Hi @JerryXu2023 , I have reproduced your error. Actually we only added support for gemma2-9b before, and gemma2-2b is not supported now. I will try to add support for it, and once it's done, will update here to let you know.

JerryXu2023 commented 3 months ago

Hi @rnwang04 I noted. Thanks for your support!
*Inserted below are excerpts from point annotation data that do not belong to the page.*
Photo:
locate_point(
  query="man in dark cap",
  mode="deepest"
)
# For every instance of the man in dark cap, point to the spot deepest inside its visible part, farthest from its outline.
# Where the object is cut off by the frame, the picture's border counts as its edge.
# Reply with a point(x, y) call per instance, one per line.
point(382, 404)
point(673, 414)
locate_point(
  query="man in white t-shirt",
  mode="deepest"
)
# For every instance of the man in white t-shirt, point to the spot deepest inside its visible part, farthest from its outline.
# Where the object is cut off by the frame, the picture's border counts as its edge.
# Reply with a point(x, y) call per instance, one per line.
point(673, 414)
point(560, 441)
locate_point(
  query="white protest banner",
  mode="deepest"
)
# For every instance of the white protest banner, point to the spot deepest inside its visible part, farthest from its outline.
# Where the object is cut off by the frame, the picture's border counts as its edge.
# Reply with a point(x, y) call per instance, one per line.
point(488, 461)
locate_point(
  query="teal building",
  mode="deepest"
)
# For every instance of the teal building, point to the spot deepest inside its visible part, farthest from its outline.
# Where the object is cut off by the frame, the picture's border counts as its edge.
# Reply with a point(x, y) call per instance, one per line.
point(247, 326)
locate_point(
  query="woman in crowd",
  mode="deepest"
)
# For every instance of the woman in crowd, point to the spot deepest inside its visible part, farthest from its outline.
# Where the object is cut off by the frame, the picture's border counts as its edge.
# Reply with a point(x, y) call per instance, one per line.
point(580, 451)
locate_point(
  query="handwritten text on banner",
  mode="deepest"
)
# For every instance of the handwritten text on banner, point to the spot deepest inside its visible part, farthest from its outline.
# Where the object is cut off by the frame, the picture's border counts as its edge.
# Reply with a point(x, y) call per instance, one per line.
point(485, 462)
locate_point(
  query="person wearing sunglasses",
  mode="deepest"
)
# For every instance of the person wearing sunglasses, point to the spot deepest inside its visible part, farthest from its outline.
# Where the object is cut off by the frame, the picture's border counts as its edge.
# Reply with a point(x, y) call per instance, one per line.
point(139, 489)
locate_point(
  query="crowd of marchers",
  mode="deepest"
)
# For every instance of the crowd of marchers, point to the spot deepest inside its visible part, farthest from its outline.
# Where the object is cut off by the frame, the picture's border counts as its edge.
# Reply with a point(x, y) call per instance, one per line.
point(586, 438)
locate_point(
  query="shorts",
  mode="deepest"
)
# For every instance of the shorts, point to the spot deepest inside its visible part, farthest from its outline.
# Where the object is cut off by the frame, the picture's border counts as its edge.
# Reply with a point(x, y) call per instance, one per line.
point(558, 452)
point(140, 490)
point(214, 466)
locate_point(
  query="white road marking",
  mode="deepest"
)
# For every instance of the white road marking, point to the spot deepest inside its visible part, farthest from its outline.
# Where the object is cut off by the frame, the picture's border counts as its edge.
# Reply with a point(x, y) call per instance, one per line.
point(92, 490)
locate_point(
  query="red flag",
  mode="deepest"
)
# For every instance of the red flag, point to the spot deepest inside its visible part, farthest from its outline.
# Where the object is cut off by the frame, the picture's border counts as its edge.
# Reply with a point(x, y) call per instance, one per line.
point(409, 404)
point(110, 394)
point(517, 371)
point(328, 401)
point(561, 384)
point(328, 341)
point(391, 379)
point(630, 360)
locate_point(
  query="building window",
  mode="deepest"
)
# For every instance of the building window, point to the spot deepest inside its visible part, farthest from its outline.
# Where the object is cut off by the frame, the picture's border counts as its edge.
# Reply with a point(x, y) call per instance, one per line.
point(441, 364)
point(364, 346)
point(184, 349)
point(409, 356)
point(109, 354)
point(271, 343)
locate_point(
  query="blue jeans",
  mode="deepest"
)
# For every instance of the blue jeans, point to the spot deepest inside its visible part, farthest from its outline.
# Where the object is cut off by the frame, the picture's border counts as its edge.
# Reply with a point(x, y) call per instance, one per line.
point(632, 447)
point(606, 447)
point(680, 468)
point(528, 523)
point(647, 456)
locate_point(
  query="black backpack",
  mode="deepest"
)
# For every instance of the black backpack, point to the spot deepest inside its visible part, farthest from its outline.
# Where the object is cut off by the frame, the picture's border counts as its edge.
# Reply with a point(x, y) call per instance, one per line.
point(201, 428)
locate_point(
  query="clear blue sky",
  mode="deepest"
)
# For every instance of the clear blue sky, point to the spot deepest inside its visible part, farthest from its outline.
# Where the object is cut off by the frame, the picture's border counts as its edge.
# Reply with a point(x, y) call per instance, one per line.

rnwang04 commented 3 months ago

Support for gemma2-2b is added. You can try it again with ipex-llm[cpp]>=2.1.0b20240807 tomorrow😊

JerryXu2023 commented 3 months ago

I will try it and report result tomorrow. Thanks again

JerryXu2023 commented 3 months ago

Hi @rnwang04 There is on issue for ollama run Gemma2:2b on version 2.1.0b20240807 However, I found that after entering the model, when I ask questions, the model does not respond. I'm not sure if it's an issue with my personal computer. Could you try to reproduce the issue? Thanks

rnwang04 commented 3 months ago

Hi @JerryXu2023 , I have reproduced this issue on my side, a little strange, but I feel it's the model issue itself. I have tried this GGUF model (https://huggingface.co/bartowski/gemma-2-2b-it-GGUF/blob/main/gemma-2-2b-it-Q4_K_S.gguf) with ipex-llm's llama.cpp, it work fine. At the same time, I try to use this gguf in ollama, it also can have output, although quality it not too good, maybe need some prompt.

rnwang04 commented 2 months ago

Hi @JerryXu2023 , here is a new workaround for gemma2:2b: https://github.com/intel-analytics/ipex-llm/issues/11771#issuecomment-2285483849 Hope it may help 😊

JerryXu2023 commented 2 months ago

yeah~~ It works fine!Thanks so much!